Partage des responsabilités
Le chef des Forces libanaises a imputé la responsabilité de la persistance de cette crise de migrants syriens tant au Premier ministre sortant, Najib Mikati, qu’au ministre sortant de l’Intérieur, Bassam Maoulaoui, ou encore aux forces de l’ordre compétentes.
MM. Mikati et Maoulaoui se doivent, d’après M. Geagea, de veiller à ce que les lois (susmentionnées) en vigueur soient prises en compte et exécutées par les forces de sécurité. De leur côté, l’armée libanaise et les FSI sont tenues de livrer toute personne résidant de manière illégale au Liban à la Sûreté générale qui, elle, se trouve dans l’obligation de procéder à l’expulsion immédiate de tels individus.

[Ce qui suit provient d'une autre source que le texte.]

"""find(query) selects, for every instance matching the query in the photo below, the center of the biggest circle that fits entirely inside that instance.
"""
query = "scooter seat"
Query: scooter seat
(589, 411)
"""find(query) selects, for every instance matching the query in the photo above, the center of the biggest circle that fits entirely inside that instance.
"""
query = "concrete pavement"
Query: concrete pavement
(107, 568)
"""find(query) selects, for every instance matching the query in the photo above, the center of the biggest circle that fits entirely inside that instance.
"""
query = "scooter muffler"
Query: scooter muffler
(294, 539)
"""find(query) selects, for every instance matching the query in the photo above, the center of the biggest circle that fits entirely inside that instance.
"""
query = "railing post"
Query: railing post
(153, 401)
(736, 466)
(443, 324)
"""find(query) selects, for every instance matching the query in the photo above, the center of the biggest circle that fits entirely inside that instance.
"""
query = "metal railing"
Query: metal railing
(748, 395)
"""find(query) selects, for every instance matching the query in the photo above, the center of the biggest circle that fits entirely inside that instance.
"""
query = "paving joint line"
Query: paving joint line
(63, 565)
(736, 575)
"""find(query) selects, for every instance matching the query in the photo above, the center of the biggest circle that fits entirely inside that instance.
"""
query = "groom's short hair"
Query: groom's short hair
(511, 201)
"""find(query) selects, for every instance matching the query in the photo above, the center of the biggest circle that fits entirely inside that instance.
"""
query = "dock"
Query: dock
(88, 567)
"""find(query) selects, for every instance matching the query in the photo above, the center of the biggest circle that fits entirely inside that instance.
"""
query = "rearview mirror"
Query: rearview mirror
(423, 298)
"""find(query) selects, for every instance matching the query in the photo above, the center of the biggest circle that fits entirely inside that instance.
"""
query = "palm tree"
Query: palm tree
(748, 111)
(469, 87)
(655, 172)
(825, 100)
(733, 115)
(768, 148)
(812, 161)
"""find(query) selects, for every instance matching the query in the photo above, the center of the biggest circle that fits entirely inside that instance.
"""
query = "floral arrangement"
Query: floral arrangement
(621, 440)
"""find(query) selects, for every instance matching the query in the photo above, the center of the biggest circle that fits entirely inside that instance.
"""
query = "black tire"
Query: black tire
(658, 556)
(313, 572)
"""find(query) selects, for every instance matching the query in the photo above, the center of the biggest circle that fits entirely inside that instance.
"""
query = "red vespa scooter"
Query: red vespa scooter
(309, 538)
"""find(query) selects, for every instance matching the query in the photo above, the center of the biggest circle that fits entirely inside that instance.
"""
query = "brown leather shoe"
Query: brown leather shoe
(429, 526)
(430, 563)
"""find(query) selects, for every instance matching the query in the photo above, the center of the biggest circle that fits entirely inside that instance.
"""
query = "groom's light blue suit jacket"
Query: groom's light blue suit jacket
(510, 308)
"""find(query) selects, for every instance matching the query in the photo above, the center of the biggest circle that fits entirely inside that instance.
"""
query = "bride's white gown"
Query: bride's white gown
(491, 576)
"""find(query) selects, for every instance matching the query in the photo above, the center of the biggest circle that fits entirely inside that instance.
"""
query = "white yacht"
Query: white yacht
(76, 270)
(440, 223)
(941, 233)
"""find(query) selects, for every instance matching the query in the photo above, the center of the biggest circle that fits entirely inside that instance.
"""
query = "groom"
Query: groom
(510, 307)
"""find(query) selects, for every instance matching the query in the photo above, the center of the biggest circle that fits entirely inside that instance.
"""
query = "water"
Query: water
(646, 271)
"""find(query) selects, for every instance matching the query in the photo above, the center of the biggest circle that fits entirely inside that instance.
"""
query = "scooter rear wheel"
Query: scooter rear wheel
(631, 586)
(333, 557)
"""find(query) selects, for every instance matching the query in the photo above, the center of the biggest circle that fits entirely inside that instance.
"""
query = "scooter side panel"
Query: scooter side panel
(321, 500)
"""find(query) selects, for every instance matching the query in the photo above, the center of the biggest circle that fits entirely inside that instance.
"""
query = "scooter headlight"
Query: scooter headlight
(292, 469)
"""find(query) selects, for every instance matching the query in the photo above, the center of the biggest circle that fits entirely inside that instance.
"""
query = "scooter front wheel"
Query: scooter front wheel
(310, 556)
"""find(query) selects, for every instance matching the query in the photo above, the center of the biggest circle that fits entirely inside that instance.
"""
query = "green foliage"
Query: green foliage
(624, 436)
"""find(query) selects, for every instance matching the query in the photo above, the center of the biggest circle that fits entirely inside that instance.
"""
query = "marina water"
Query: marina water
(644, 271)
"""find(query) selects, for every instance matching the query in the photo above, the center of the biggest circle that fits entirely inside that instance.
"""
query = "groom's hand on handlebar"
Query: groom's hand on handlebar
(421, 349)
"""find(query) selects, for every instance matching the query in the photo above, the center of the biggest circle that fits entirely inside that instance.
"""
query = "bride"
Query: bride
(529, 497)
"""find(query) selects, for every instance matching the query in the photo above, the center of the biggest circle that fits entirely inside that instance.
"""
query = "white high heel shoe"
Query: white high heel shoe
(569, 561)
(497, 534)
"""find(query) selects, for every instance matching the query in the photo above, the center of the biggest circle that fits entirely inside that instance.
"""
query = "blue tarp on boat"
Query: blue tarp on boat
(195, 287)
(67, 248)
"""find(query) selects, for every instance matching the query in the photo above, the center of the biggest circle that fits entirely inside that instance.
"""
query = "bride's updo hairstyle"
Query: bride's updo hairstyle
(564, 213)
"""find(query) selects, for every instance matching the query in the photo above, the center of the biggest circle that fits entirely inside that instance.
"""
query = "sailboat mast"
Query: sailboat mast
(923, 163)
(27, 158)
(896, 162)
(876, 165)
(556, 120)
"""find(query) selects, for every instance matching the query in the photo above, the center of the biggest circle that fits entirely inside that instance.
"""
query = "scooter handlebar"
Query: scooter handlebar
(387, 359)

Sur un plan plus restreint, et toujours selon M. Geagea, la responsabilité incombe aux «municipalités et aux autorités locales qui sont tenues de veiller à ce que les mesures du ministre sortant de l’Intérieur visant les Syriens soient mises en application». Parmi ces recommandations, l’on retient l’obligation pour les Mohafazat (gouvernorats) du pays de mener une enquête nationale visant à recenser et à enregistrer les déplacés syriens, et à interdire la location de biens immobiliers ou l’octroi de documents officiels aux Syriens non enregistrés.
Le ministère de l'Intérieur avait déjà demandé aux municipalités de procéder à ces mesures, sans en assurer cependant le suivi.